= Atta-Kwame mud house =

Type of Ghanaian mud house

Houses made from mud commonly called "Atta Kwame" are ancient and traditional buildings mostly found in villages in Ghana. People from Ashanti region in Ghana believe that houses made from mud are for the poor and could not create beauty and good living conditions for long-term. These houses are not enough protected from the rain and large surfaces of mud or concrete are not flexible enough and has tendency to crack.

Traditional architecture is part of a nation's heritage. An example are Ghana's old mud houses, some of which give shelter to entire extended families. Many buildings are, however, affected by erosion and poorly maintained. Policymakers should pay attention.

Many traditional mud houses are in bad shape. The general problem is poor maintenance. Many mud houses are dilapidated. A core challenge is that their foundations are exposed to erosion and show signs of weakness.

Modifications are being made to the traditional mud houses to meet contemporary demands. The rammed earth technique is just a mixture of laterite, clay and then granite chippings.
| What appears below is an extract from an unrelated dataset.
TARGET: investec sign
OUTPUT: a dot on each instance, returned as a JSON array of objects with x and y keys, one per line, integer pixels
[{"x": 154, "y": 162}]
In order to understand the modification of mud houses are constructed. A mud house is a building constructed with the soil excavated from the same land where the house is built. This soil is enhanced by natural additives that are locally available like rice husk, paddy straw, etc. The soil is tempered by thoroughly breaking up, watering and kneading and moulded into compressed stabilized earth blocks, which are reusable and have high heat resisting capacity, thus slowing down the rate of temperature changes in the ambient air.